Why are these bitset operations faster than array operations?

I'm messing around with various ways to count primes in C, and I thought a simple way to save space in a simple sieve of Eratosthenes is to replace a bool *is_prime with a bitset. I used the C FAQ bitset implementation. What surprised me is that it also saved significant time (1.1 seconds to 0.7 seconds for a limit of 100_000_000). Below is my code for the sieve using an array (including some time-saving optimizations):

unsigned long array_eratosthenes(unsigned long limit) {
    if (limit < 2) {
        return 0;
    }
    if (limit == 2) {
        return 1;
    }
    bool *not_prime = calloc(limit + 1, sizeof(bool));
    for (unsigned long i = 4; i <= limit; i += 2) {
        not_prime[i] = true;
    }
    for (unsigned long i = 9; i <= limit; i += 3) {
        not_prime[i] = true;
    }

    unsigned long count = 2;
    for (unsigned long n = 5; n <= limit; n += 6) {
        if (!not_prime[n]) {
            ++count;
            for (unsigned long x = n * n; x <= limit; x += n) {
                not_prime[x] = true;
            }
        }
        unsigned long n_plus_2 = n + 2;
        if (n_plus_2 > limit) {
            break;
        }
        if (!not_prime[n_plus_2]) {
            ++count;
            for (unsigned long x = n_plus_2 * n_plus_2; x <= limit;
                 x += n_plus_2) {
                not_prime[x] = true;
            }
        }
    }

    free(not_prime);
    return count;
}

And the code for the sieve using a bitset:

#define BITMASK(b) (1 << ((b) % CHAR_BIT))
#define BITSLOT(b) ((b) / CHAR_BIT)
#define BITSET(a, b) ((a)[BITSLOT(b)] |= BITMASK(b))
#define BITCLEAR(a, b) ((a)[BITSLOT(b)] &= ~BITMASK(b))
#define BITTEST(a, b) ((a)[BITSLOT(b)] & BITMASK(b))
#define BITNSLOTS(num_bits) (((num_bits) + CHAR_BIT - 1) / CHAR_BIT)

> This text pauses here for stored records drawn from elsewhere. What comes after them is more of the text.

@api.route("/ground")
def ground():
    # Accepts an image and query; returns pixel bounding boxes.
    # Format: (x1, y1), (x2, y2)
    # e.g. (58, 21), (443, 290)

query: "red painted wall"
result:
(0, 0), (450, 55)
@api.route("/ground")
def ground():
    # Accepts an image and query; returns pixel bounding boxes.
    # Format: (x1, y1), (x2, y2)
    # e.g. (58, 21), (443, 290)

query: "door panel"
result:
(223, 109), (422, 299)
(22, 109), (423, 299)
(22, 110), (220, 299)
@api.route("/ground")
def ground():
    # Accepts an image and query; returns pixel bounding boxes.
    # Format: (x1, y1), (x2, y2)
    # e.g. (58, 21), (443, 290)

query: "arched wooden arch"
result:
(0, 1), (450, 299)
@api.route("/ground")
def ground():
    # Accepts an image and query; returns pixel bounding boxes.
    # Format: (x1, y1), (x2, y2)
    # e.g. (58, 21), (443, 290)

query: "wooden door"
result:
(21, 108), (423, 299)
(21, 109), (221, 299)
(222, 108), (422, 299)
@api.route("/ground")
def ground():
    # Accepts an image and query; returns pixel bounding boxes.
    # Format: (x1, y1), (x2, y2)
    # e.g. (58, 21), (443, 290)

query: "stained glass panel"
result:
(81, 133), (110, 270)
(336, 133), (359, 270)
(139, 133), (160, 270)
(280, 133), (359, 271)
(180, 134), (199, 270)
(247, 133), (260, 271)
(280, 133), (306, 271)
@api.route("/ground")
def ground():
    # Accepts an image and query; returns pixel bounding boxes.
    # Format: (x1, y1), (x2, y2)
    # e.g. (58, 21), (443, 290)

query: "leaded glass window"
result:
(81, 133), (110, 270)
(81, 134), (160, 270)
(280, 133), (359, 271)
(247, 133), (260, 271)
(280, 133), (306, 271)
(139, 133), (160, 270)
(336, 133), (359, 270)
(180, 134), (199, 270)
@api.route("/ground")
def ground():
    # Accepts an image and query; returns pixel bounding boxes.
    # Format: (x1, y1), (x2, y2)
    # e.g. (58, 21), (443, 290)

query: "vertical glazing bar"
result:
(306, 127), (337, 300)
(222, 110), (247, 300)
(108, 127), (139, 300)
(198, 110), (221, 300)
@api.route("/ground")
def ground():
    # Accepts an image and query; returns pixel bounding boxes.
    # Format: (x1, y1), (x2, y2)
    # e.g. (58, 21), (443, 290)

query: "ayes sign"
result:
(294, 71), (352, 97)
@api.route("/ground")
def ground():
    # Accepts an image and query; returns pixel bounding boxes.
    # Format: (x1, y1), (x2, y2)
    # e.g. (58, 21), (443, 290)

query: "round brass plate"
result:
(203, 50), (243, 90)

unsigned long bitset_eratosthenes(unsigned long limit) {
    if (limit < 2) {
        return 0;
    }
    if (limit == 2) {
        return 1;
    }
    char *not_prime = calloc(BITNSLOTS(limit + 1), sizeof(char));
    for (unsigned long i = 4; i <= limit; i += 2) {
        BITSET(not_prime, i);
    }
    for (unsigned long i = 9; i <= limit; i += 3) {
        BITSET(not_prime, i);
    }

    unsigned long count = 2;
    for (unsigned long n = 5; n <= limit; n += 6) {
        if (!BITTEST(not_prime, n)) {
            ++count;
            for (unsigned long x = n * n; x <= limit; x += n) {
                BITSET(not_prime, x);
            }
        }
        unsigned long n_plus_2 = n + 2;
        if (n_plus_2 > limit) {
            break;
        }
        if (!BITTEST(not_prime, n_plus_2)) {
            ++count;
            for (unsigned long x = n_plus_2 * n_plus_2; x <= limit;
                 x += n_plus_2) {
                BITSET(not_prime, x);
            }
        }
    }

    free(not_prime);
    return count;
}

The time saved from callocing a smaller array cannot be that substantial, and the bitset implementation likely performs the same number of array operations as the array implementation, with additional overhead from the bit operations. Does anyone know why the bitset implementation would be faster?

Solution

There is an easy speedup of the FAQ bitset implementation which avoids a lot of repeated computation of bit masks as 1<<N for 0<=N<=7. Namely replacing them by a constant array lookup table of set bits. It shaves about 1 cycle off the loop time of typically 10 cycles. I also moved the memory allocation outside the timing loop since it makes things far too erratic. Times shown below are averages of 5 excluding bad outliers (Windows is nothing like a realtime system and the odd point is wildly wrong in any given run). You should get something very similar in a single run but with one or two spikes. The exact curve shape will depend on how much cache you have in each of L1D, L2 and L3.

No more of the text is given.